Surabaya (ANTARA News) - Berdasarkan survai Surabaya Survey Centre (SSC) dan Sudono Syueb Institute (SSI), pelaku korupsi paling banyak di Indonesia adalah eksekutif di pemerintahan.
Dari tujuh pelaku korupsi, eksekutif menempati urutan pertama sebanyak 35,40 persen, lembaga keuangan 26,20 persen, legislatif 16,90 persen, yudikatif 12,30 persen, lembaga negara independen 4,60 persen, tentara 3,10 persen dan polisi 1,50 persen.
"53,80 persen koruptor masih menjabat dan 46,20 persen dilakukan mantan pejabat. Sementara itu 69,20 persen dana korupsi mengalir ke pengusaha dan swasta," kata Direktur SSC Mochtar W. Utomo didampingi pimpinan Sudono Syueb Institute (SSI), Sudono Syueb, Rabu.

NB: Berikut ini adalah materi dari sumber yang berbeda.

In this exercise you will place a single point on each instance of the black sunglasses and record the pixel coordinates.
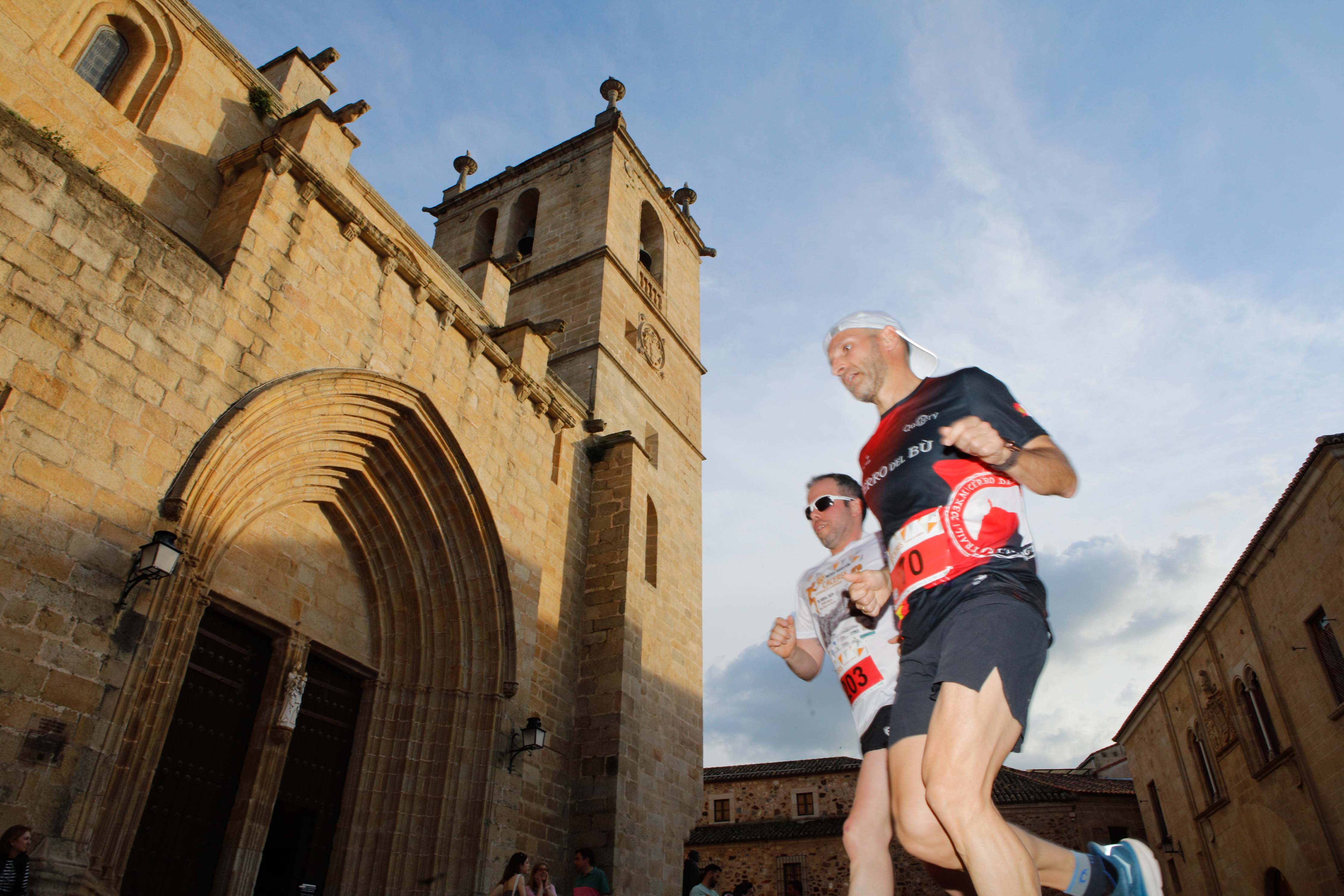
(824, 503)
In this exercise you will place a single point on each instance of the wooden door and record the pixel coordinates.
(182, 831)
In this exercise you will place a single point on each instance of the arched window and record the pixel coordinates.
(484, 241)
(522, 223)
(651, 545)
(651, 241)
(1257, 715)
(103, 58)
(1205, 762)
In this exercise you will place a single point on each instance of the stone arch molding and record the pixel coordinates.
(377, 453)
(154, 60)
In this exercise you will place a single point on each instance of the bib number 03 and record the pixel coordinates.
(859, 679)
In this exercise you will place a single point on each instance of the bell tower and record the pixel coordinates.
(588, 234)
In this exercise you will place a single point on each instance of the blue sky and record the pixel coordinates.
(1131, 213)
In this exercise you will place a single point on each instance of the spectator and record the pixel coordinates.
(592, 880)
(709, 880)
(514, 883)
(14, 860)
(541, 885)
(690, 872)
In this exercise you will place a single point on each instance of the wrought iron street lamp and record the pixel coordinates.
(154, 561)
(526, 741)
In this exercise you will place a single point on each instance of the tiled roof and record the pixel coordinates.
(781, 769)
(1082, 784)
(767, 831)
(1013, 786)
(1322, 443)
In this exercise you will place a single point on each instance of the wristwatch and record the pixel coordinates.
(1014, 453)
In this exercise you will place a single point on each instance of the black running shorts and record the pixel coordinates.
(876, 738)
(983, 633)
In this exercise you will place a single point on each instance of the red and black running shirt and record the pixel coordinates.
(951, 523)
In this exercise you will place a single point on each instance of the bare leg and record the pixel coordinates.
(957, 883)
(867, 832)
(969, 737)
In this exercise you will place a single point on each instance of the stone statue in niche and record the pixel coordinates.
(1215, 714)
(292, 699)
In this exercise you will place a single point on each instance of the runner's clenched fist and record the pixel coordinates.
(784, 637)
(869, 589)
(978, 438)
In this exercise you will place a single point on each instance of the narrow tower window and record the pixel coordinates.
(651, 546)
(1328, 652)
(1156, 802)
(1257, 714)
(484, 242)
(1199, 750)
(103, 58)
(651, 241)
(522, 226)
(651, 445)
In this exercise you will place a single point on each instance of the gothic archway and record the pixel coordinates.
(380, 456)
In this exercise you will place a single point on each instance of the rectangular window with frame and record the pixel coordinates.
(804, 804)
(1156, 802)
(1328, 652)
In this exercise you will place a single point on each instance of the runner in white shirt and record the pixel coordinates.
(863, 656)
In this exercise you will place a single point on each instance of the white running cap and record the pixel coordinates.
(922, 362)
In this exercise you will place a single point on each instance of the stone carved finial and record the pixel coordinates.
(351, 112)
(326, 58)
(613, 92)
(685, 198)
(464, 166)
(292, 699)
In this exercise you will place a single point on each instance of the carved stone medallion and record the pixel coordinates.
(650, 343)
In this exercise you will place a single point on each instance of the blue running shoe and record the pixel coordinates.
(1134, 866)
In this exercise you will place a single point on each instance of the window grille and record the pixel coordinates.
(791, 868)
(103, 58)
(806, 804)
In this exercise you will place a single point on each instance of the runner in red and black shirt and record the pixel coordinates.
(944, 473)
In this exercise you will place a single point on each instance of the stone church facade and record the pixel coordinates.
(422, 493)
(1237, 747)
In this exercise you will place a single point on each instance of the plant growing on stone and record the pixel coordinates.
(263, 101)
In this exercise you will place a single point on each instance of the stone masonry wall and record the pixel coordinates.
(827, 867)
(120, 347)
(1265, 815)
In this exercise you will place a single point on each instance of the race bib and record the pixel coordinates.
(920, 554)
(861, 677)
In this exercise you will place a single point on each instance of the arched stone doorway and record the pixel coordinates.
(1276, 885)
(382, 467)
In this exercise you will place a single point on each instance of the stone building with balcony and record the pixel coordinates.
(780, 821)
(1237, 749)
(424, 495)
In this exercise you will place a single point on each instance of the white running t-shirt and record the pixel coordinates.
(861, 647)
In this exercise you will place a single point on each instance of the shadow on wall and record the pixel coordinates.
(187, 185)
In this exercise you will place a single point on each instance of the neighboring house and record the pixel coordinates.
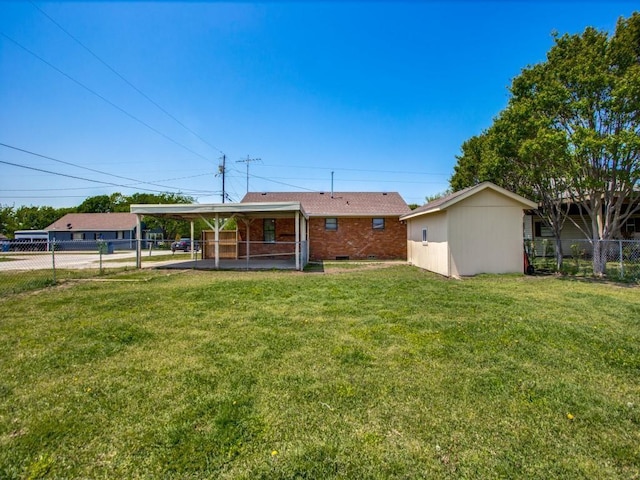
(475, 230)
(119, 228)
(342, 225)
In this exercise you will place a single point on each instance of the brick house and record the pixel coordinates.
(342, 225)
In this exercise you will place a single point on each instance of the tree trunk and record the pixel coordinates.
(596, 237)
(599, 258)
(559, 256)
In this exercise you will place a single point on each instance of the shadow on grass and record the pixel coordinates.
(314, 267)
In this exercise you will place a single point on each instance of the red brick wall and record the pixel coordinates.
(356, 239)
(285, 232)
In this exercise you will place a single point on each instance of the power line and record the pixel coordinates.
(357, 170)
(88, 89)
(83, 167)
(119, 75)
(74, 176)
(92, 180)
(281, 183)
(248, 161)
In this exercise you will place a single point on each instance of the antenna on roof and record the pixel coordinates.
(247, 161)
(332, 184)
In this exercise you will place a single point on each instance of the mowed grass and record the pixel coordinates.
(361, 374)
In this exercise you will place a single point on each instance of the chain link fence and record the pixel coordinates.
(620, 258)
(28, 265)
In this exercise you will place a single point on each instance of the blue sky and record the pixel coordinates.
(381, 93)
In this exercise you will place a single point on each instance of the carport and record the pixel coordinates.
(253, 252)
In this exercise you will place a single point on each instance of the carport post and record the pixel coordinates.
(305, 240)
(216, 238)
(298, 240)
(193, 240)
(138, 242)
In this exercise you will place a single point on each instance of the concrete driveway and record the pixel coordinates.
(66, 260)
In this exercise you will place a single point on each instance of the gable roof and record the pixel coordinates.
(447, 201)
(340, 204)
(95, 221)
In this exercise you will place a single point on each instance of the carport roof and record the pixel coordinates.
(190, 211)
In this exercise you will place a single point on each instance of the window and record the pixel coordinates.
(269, 229)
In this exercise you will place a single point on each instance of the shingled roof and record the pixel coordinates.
(445, 202)
(95, 222)
(340, 204)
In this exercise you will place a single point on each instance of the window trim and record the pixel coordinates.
(381, 223)
(272, 231)
(331, 224)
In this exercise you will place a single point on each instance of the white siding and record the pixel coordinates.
(486, 235)
(434, 255)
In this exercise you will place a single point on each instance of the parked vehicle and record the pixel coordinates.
(183, 244)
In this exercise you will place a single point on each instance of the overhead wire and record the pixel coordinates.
(106, 100)
(135, 185)
(87, 168)
(122, 77)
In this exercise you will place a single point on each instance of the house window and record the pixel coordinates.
(269, 229)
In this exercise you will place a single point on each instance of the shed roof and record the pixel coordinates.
(339, 204)
(447, 201)
(95, 221)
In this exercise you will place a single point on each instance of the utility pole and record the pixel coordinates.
(221, 171)
(247, 161)
(332, 184)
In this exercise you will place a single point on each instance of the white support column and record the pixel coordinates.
(248, 223)
(193, 240)
(138, 241)
(298, 241)
(304, 235)
(216, 238)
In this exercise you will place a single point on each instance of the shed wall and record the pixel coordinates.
(434, 254)
(486, 235)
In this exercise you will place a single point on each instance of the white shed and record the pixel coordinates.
(475, 230)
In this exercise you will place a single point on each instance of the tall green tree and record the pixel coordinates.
(573, 131)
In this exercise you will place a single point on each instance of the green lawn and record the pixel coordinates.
(355, 373)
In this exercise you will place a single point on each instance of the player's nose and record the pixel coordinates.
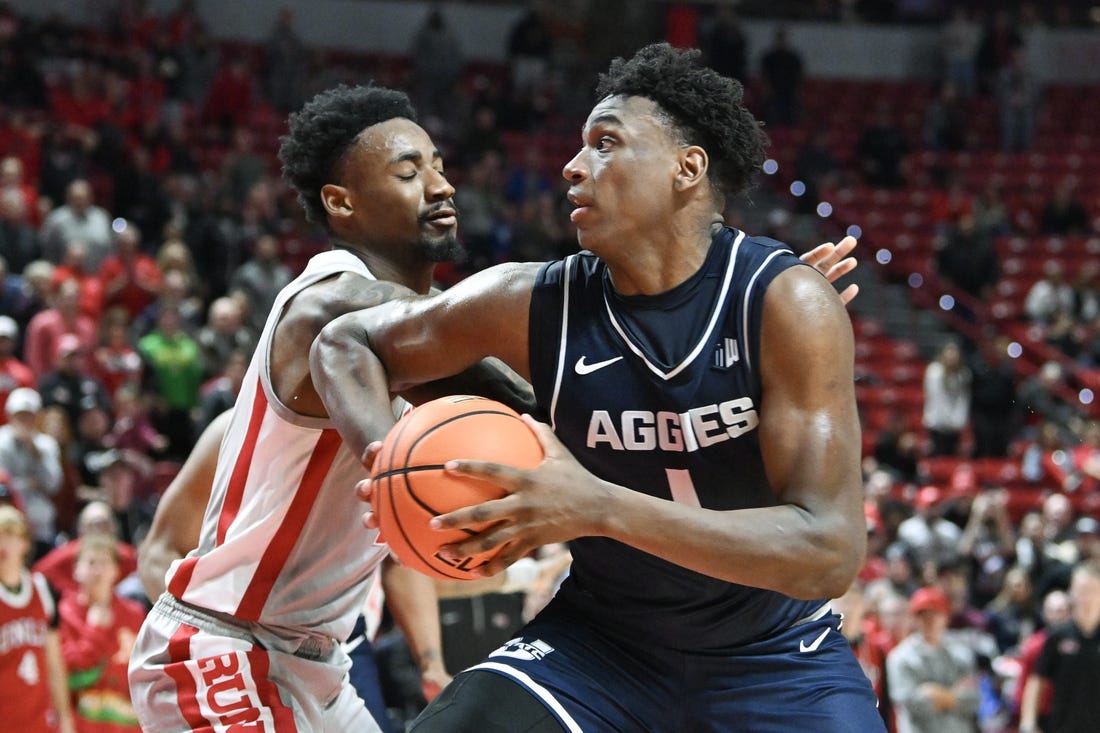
(575, 170)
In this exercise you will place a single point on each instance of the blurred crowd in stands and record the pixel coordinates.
(144, 232)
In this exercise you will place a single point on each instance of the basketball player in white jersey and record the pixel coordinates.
(702, 455)
(246, 633)
(249, 630)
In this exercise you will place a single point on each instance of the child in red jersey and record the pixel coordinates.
(98, 628)
(33, 698)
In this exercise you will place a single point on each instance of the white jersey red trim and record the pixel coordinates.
(282, 543)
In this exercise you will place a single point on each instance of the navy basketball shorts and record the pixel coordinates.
(802, 679)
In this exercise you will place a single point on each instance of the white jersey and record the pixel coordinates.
(282, 543)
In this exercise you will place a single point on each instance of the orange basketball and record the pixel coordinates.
(410, 485)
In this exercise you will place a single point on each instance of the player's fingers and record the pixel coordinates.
(842, 269)
(372, 451)
(818, 254)
(845, 247)
(473, 518)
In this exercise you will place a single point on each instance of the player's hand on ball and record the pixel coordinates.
(554, 502)
(363, 489)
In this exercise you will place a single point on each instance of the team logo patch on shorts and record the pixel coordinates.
(518, 648)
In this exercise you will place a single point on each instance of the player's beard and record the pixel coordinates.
(444, 248)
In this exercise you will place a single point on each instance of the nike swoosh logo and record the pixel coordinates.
(813, 646)
(582, 368)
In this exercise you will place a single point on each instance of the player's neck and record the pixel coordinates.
(416, 276)
(659, 264)
(12, 579)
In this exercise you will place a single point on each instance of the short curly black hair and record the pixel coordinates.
(322, 131)
(704, 107)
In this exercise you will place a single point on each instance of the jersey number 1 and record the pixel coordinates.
(683, 490)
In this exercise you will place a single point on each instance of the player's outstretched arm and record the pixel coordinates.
(809, 546)
(178, 517)
(834, 261)
(405, 343)
(413, 601)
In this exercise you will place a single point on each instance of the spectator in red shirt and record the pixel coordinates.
(75, 265)
(12, 178)
(129, 277)
(117, 361)
(13, 373)
(58, 565)
(1055, 611)
(230, 98)
(47, 327)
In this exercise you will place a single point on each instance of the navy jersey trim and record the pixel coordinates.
(704, 340)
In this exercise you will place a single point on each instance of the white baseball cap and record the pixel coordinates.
(23, 400)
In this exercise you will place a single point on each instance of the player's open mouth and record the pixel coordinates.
(443, 219)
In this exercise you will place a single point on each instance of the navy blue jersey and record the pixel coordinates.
(669, 406)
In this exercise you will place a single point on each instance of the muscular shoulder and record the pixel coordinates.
(340, 294)
(804, 319)
(801, 293)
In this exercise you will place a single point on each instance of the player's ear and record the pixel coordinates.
(692, 167)
(336, 200)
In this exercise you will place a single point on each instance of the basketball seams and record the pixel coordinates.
(405, 502)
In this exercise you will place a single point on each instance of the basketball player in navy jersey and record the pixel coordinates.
(702, 448)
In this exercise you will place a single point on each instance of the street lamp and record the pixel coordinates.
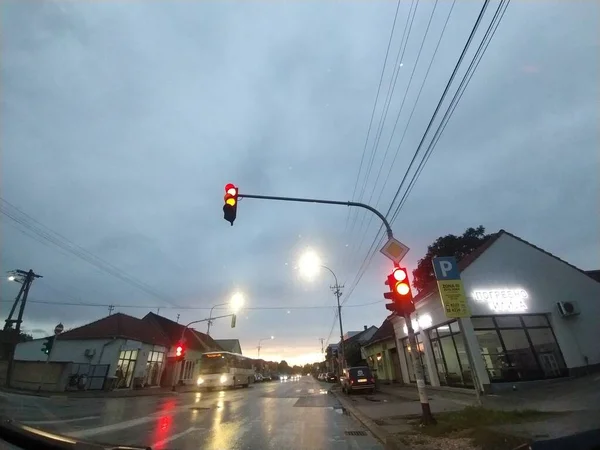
(235, 303)
(309, 266)
(261, 340)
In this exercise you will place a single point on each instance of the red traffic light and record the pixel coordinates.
(401, 294)
(230, 206)
(231, 189)
(400, 274)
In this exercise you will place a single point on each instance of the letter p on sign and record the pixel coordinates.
(446, 268)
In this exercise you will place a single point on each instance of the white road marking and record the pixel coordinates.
(49, 422)
(175, 436)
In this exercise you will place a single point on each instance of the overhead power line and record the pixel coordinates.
(30, 224)
(387, 52)
(489, 34)
(387, 149)
(190, 308)
(449, 111)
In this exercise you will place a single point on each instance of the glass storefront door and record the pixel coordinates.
(519, 347)
(450, 355)
(421, 358)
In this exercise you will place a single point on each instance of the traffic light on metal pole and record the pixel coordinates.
(400, 292)
(47, 345)
(230, 206)
(179, 352)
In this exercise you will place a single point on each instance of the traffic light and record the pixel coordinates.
(47, 346)
(179, 352)
(230, 206)
(400, 293)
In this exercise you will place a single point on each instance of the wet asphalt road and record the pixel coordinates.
(295, 415)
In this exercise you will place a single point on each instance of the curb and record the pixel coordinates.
(75, 395)
(385, 437)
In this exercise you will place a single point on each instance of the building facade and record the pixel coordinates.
(117, 347)
(381, 354)
(533, 317)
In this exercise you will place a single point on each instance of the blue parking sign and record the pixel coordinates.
(446, 268)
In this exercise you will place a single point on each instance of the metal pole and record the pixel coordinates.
(426, 417)
(48, 360)
(210, 317)
(326, 202)
(471, 363)
(338, 294)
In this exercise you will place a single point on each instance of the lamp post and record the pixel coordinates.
(310, 263)
(261, 340)
(236, 303)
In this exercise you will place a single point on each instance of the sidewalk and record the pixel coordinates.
(507, 421)
(119, 393)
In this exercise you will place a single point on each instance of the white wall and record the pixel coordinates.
(106, 352)
(510, 263)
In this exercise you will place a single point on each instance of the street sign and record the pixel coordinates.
(394, 250)
(451, 287)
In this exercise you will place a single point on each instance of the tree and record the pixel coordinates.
(283, 367)
(449, 245)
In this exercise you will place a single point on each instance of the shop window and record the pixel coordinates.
(420, 354)
(154, 367)
(536, 321)
(519, 348)
(550, 358)
(451, 359)
(508, 322)
(483, 322)
(125, 366)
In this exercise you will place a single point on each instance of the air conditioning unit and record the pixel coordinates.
(567, 309)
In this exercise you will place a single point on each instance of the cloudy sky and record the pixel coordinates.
(121, 122)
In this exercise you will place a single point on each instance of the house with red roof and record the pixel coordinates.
(121, 349)
(194, 342)
(530, 316)
(381, 353)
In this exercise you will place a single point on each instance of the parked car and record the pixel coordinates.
(358, 379)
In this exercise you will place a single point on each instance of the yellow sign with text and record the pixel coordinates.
(454, 298)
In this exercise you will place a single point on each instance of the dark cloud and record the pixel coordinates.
(122, 122)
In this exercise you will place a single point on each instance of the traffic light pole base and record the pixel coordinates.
(426, 416)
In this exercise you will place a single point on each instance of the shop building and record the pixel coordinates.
(533, 317)
(381, 354)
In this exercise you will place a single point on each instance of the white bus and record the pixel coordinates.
(224, 369)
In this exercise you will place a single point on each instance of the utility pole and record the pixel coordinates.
(337, 290)
(426, 416)
(26, 279)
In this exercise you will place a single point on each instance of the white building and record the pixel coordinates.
(118, 346)
(533, 317)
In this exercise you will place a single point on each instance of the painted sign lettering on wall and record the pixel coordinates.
(503, 300)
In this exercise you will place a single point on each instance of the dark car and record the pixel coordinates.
(358, 379)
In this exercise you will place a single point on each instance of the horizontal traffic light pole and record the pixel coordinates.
(326, 202)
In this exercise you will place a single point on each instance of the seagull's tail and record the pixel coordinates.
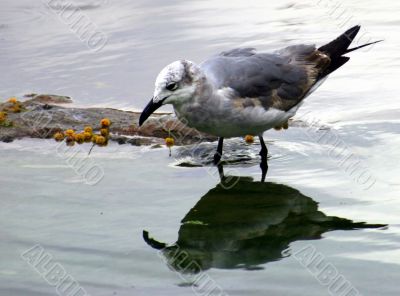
(340, 46)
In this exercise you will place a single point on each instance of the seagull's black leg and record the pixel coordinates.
(218, 154)
(264, 158)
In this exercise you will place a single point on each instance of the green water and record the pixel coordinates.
(325, 179)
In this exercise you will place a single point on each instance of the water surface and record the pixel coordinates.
(95, 232)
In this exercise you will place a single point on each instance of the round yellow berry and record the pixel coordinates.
(104, 132)
(70, 132)
(105, 122)
(169, 142)
(88, 129)
(16, 109)
(70, 140)
(79, 138)
(59, 136)
(3, 116)
(249, 139)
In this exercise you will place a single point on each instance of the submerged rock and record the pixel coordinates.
(43, 116)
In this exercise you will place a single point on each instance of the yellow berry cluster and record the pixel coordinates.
(87, 136)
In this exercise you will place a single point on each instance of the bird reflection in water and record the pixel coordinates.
(246, 225)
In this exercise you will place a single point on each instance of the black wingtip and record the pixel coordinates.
(364, 45)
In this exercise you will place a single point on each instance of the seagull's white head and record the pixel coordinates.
(176, 84)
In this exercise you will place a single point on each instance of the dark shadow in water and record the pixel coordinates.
(245, 226)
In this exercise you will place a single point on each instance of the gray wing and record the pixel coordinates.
(280, 79)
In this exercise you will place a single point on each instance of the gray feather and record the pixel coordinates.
(280, 79)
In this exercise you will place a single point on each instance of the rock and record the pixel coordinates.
(42, 117)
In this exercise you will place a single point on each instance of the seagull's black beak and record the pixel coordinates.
(148, 110)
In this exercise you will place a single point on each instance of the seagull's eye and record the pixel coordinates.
(172, 86)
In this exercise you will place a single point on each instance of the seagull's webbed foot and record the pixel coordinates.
(218, 154)
(264, 159)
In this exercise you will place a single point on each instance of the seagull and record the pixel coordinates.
(245, 92)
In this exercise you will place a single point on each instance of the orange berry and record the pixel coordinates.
(59, 136)
(13, 100)
(104, 132)
(101, 141)
(105, 122)
(70, 140)
(79, 138)
(88, 129)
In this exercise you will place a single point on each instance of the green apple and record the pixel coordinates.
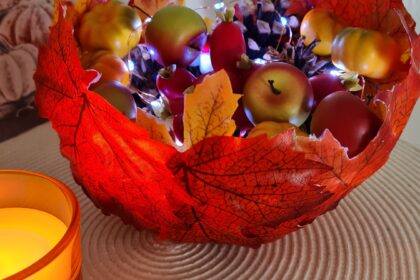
(278, 92)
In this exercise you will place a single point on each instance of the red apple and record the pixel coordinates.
(278, 92)
(173, 83)
(323, 85)
(348, 118)
(176, 35)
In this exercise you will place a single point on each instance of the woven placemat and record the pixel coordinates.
(373, 234)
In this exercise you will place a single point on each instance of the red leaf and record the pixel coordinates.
(223, 189)
(245, 185)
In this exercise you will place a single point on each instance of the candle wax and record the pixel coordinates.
(26, 235)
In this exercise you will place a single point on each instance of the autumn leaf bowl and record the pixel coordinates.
(222, 189)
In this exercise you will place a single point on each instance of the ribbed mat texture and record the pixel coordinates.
(373, 234)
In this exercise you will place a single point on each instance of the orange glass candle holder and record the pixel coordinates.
(39, 218)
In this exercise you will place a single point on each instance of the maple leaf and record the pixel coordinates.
(240, 185)
(121, 168)
(157, 129)
(209, 109)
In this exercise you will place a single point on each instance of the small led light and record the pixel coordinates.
(130, 65)
(260, 61)
(283, 21)
(219, 6)
(335, 73)
(178, 143)
(205, 63)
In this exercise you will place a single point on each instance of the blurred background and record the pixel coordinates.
(412, 131)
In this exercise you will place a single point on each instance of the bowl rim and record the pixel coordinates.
(72, 230)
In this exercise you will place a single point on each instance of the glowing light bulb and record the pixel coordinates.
(335, 73)
(283, 21)
(219, 6)
(205, 63)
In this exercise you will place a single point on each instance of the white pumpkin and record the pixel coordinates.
(28, 22)
(17, 67)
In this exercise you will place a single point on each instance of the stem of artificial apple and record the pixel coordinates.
(274, 90)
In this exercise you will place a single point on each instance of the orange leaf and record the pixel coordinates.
(157, 129)
(209, 109)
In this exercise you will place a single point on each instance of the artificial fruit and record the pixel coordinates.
(110, 26)
(278, 92)
(348, 118)
(176, 35)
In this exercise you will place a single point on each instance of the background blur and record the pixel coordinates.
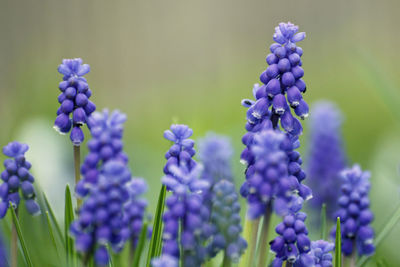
(193, 62)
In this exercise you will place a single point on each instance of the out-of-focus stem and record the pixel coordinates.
(14, 243)
(263, 245)
(250, 234)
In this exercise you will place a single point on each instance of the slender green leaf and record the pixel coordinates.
(338, 245)
(156, 242)
(51, 232)
(21, 237)
(68, 218)
(391, 223)
(140, 245)
(53, 219)
(323, 221)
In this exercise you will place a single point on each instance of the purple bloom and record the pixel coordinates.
(74, 100)
(355, 215)
(326, 155)
(17, 180)
(106, 145)
(100, 219)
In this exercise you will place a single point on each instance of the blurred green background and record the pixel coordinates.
(193, 61)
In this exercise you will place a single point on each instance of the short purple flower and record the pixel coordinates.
(74, 100)
(17, 180)
(355, 215)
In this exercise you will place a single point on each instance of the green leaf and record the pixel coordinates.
(140, 245)
(51, 232)
(68, 218)
(338, 245)
(323, 221)
(156, 237)
(391, 223)
(53, 219)
(21, 237)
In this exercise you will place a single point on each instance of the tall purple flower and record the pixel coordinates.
(355, 215)
(326, 155)
(100, 221)
(106, 144)
(185, 217)
(74, 99)
(17, 180)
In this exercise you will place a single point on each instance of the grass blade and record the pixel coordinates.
(155, 242)
(53, 218)
(21, 237)
(68, 218)
(338, 245)
(323, 221)
(140, 245)
(391, 223)
(52, 233)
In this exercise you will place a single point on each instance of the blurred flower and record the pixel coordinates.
(355, 215)
(225, 220)
(326, 155)
(74, 99)
(100, 219)
(134, 209)
(17, 180)
(106, 144)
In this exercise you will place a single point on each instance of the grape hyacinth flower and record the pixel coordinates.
(106, 145)
(17, 180)
(225, 220)
(292, 243)
(100, 219)
(134, 210)
(74, 99)
(326, 155)
(186, 216)
(355, 215)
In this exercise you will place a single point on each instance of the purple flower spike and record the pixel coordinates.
(354, 212)
(74, 99)
(17, 180)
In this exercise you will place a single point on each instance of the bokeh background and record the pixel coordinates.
(192, 62)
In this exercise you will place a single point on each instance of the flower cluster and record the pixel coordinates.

Metode penelitian yang dilakukan SSC didasarkan pada analisis isi berita-berita korupsi harian Kompas selama Oktober 2008, dengan total sampling 65 "sample" berita, sementara teknik pengumpulan data memakai pola "editing", "coding" dan tabulasi.
Menurut dosen Universitas Trunojoyo tersebut, survei Masyarakat Transparansi Indonesia (MTI) dan ICW telah menempatkan legislatif sebagai institusi paling korup berdasarkan survai publik, sementara publik tahu informasi tersebut dari media massa.
Karena itu, SSC langsung mensurvai ke media massa dengan menggunakan salah satu media nasional.
Mochtar mengungkapkan, eksekutif yang mendominasi berita korupsi adalah mantan Bupati Nganjuk, mantan Bupati Banyuwangi, Bupati Situbondo, mantan Bupati Jember, Pemprov Riau, Pemprov Sumsel, Pemprov Sumut dan Pemprov DKI Jakarta.
Berdasarkan asal lokasi kasus, maka DKI Jakarta menempati urutan teratas dengan 55,40 persen, luar negeri 10,70 persen, Kepulauan Riau, Sumsel dan Banten masing-masing nilainya 6,20 persen.
Sedangkan berdasarkan status hukum, saksi sebanyak 10,80 persen, terpidana 4,60 persen, tersangka sebanyak 33,80 persen dan terdakwa sebanyak 26,20 persen, terduga 24,60 persen,
Untuk konteks kasus, gratifikasi menempati posisi tertinggi 60,00 persen, penyelewengan untuk kepentingan pribadi 29,20 persen, pungli 6,20 persen, pemerasan 3,10 persen dan penyelewengan untuk pihak lain 1,50 persen.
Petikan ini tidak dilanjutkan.